Сахаров и в новой для себя роли революционного вождя, прибегая к необольшевистским методам, остается благородным человеком. Он не забывает, кто вызволил его из горьковской ссылки, и даже после того, как Горбачев пару раз бросил ему на съездах раздраженные реплики, говорит о нем с уважением, старается понять и объяснить своим сторонникам причины колебаний лидера. Те при нем еще кое-как сдерживаются, но после ухода из жизни своего вождя уже считают себя свободными от всякого "джентльменства".

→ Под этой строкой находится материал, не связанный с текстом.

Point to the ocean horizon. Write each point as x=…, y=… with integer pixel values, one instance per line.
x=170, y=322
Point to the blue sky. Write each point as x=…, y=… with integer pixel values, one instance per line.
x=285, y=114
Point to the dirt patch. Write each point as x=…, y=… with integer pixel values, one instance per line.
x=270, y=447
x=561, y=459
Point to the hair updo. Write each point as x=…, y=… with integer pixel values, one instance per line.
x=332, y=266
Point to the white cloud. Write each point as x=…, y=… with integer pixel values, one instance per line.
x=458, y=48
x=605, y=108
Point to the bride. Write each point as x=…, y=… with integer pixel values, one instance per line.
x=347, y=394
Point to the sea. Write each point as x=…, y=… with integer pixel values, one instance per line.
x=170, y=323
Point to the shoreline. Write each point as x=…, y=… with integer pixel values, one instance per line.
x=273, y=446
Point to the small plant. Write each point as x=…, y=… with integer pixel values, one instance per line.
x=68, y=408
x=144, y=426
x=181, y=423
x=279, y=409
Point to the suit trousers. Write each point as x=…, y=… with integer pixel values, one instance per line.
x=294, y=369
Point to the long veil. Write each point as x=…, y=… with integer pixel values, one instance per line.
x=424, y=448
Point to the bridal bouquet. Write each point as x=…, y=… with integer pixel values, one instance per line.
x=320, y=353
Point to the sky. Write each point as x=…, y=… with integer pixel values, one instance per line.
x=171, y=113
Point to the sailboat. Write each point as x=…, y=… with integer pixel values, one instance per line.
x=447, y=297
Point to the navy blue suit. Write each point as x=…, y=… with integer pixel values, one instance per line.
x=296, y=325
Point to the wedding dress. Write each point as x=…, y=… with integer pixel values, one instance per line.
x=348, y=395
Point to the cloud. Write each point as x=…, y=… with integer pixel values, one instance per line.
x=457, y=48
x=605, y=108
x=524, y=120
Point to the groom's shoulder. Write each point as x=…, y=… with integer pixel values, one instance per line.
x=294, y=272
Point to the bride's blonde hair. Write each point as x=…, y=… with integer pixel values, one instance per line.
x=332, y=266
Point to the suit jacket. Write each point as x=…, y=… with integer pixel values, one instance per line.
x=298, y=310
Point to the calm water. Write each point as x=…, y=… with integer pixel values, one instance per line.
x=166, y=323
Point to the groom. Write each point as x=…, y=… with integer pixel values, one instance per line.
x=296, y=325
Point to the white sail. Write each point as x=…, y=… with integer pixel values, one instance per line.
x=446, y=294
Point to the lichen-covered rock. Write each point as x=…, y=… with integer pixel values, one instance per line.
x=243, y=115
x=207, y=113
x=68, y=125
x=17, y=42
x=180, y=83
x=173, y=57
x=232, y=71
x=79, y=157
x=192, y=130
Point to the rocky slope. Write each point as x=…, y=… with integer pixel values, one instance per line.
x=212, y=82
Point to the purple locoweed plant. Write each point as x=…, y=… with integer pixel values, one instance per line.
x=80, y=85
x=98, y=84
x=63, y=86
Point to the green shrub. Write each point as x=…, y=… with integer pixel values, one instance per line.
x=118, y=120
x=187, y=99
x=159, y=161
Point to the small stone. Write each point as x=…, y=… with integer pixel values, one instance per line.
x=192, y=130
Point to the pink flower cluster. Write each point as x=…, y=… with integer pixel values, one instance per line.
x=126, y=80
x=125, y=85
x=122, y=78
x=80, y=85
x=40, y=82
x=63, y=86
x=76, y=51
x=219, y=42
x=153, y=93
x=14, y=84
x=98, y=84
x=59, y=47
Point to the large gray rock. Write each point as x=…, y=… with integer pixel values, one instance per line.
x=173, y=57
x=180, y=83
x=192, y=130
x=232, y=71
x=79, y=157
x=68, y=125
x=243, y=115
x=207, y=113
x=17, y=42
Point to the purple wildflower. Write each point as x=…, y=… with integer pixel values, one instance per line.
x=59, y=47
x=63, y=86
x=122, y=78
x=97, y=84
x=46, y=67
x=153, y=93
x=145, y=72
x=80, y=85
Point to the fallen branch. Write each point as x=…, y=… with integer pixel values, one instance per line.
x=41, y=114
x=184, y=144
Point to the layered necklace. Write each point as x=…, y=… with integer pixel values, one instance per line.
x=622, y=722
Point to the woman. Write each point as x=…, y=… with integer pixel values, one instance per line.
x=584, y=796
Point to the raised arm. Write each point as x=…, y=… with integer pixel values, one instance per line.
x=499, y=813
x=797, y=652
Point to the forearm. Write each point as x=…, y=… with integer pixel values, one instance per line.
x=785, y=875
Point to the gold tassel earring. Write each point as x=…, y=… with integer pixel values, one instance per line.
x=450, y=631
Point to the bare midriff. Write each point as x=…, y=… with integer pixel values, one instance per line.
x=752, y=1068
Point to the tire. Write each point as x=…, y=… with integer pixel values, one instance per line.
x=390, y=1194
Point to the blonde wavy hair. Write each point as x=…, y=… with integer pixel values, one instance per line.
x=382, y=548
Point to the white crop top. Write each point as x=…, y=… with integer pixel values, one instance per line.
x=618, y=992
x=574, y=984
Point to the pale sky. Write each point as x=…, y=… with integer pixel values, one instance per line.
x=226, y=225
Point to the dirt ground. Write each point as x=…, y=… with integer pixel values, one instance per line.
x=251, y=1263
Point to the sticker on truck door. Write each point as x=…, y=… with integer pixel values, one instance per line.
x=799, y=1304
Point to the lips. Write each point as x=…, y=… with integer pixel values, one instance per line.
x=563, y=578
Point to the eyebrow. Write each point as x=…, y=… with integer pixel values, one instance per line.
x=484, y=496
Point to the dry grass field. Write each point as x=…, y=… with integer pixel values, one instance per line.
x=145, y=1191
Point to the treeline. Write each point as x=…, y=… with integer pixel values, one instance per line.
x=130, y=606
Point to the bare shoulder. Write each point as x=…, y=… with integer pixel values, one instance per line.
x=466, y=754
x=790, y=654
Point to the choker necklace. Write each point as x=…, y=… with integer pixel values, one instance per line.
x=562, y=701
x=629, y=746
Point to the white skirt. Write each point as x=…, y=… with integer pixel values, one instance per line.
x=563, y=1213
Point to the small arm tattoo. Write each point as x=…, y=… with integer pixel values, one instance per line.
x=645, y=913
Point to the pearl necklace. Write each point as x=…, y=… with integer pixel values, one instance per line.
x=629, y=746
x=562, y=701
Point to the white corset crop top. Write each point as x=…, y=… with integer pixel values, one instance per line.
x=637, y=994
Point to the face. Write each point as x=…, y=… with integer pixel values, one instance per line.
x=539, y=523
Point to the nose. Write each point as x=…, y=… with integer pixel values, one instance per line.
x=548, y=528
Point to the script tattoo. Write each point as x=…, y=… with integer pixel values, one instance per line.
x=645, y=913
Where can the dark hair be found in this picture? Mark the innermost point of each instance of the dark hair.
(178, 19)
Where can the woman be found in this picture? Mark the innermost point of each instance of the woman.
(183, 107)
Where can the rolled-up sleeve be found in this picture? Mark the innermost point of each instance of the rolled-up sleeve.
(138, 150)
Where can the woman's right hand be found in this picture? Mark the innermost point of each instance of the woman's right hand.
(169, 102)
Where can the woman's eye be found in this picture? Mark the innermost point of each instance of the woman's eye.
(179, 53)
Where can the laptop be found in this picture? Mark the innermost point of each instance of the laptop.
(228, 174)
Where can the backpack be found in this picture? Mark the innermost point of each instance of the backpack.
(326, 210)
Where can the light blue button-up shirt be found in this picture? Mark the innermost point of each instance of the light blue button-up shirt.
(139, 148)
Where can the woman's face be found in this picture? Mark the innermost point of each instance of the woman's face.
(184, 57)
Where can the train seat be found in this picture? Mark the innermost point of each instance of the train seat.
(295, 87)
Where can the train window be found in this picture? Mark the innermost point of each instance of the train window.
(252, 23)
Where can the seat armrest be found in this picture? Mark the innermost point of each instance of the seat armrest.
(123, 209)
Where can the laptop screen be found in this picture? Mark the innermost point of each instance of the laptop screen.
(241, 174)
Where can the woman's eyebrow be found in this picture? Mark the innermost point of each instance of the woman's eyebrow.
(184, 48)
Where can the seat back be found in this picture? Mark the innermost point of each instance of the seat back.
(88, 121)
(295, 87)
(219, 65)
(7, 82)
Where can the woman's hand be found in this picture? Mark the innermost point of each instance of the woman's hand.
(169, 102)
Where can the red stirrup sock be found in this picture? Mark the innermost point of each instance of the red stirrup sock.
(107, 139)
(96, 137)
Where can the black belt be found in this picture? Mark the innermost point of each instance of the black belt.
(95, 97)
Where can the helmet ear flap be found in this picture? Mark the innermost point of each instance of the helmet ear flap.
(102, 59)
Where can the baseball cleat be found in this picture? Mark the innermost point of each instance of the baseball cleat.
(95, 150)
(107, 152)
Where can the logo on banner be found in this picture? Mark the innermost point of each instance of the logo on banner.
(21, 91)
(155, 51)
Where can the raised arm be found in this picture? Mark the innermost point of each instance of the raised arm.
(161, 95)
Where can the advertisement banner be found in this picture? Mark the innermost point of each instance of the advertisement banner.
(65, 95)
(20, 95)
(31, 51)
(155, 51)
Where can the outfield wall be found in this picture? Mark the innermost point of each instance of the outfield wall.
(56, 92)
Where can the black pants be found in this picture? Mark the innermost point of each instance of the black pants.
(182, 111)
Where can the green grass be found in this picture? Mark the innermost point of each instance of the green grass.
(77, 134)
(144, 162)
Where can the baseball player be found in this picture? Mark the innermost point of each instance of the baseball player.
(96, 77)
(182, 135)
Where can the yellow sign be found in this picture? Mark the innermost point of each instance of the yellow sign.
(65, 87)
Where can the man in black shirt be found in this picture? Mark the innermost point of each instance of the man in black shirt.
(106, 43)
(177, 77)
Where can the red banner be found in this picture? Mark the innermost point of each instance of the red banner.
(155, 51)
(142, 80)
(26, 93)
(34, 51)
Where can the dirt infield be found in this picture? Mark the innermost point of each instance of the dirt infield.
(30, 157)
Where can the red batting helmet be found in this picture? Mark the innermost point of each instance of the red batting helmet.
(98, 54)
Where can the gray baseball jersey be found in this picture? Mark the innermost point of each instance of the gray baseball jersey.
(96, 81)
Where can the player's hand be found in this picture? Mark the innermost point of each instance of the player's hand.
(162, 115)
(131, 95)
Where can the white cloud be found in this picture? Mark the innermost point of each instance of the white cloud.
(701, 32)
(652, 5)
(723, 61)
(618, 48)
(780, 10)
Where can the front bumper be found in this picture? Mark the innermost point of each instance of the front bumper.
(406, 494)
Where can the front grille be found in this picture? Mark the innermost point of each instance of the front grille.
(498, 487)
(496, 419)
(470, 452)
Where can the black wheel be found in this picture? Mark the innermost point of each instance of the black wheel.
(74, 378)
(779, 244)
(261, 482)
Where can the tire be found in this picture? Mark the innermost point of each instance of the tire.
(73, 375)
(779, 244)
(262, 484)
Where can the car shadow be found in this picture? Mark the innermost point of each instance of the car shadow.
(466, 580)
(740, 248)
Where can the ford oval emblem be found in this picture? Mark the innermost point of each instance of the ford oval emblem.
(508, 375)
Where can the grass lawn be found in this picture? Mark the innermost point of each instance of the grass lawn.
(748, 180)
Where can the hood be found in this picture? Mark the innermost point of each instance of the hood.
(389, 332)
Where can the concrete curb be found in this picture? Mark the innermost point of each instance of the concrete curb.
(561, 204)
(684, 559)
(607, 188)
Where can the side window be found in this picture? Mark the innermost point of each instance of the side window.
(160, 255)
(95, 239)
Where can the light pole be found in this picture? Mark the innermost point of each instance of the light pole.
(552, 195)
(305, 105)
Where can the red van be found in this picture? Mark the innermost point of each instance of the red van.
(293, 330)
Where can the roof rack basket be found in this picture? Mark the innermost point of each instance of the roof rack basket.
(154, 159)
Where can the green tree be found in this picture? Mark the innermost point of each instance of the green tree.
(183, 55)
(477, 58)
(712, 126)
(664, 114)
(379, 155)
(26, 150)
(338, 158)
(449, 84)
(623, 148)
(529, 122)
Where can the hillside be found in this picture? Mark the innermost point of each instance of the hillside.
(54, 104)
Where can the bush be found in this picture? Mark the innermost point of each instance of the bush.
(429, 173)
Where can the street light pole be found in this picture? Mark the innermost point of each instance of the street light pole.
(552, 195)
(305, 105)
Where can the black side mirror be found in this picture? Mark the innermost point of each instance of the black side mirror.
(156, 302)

Вдобавок после некоторого перерыва радикалы избирают себе уже совсем другого, зубастого и задиристого предводителя, для которого крепкое слово в адрес обидчика, что елей на душу. Так ату его! И вот уже подконтрольные радикалам газеты и телеканалы льют на президента ушаты грязи. Соревнуются, кто пнет его побольнее, сочиняют байки о дачах в Финляндии, на Канарских островах, во Флориде, о сотнях тысяч долларов, якобы потраченных на драгоценности и наряды для Раисы Максимовны и т. д. С предельным цинизмом объявляют его "основным источником нестабильности в Советском Союзе". Продолжая рассуждать в подобном духе, будущий московский полицмейстер Аркадий Мурашов скажет: "Если что-то и случилось за эти пять лет при нем, то не благодаря Горбачеву, а скорее вопреки ему"**.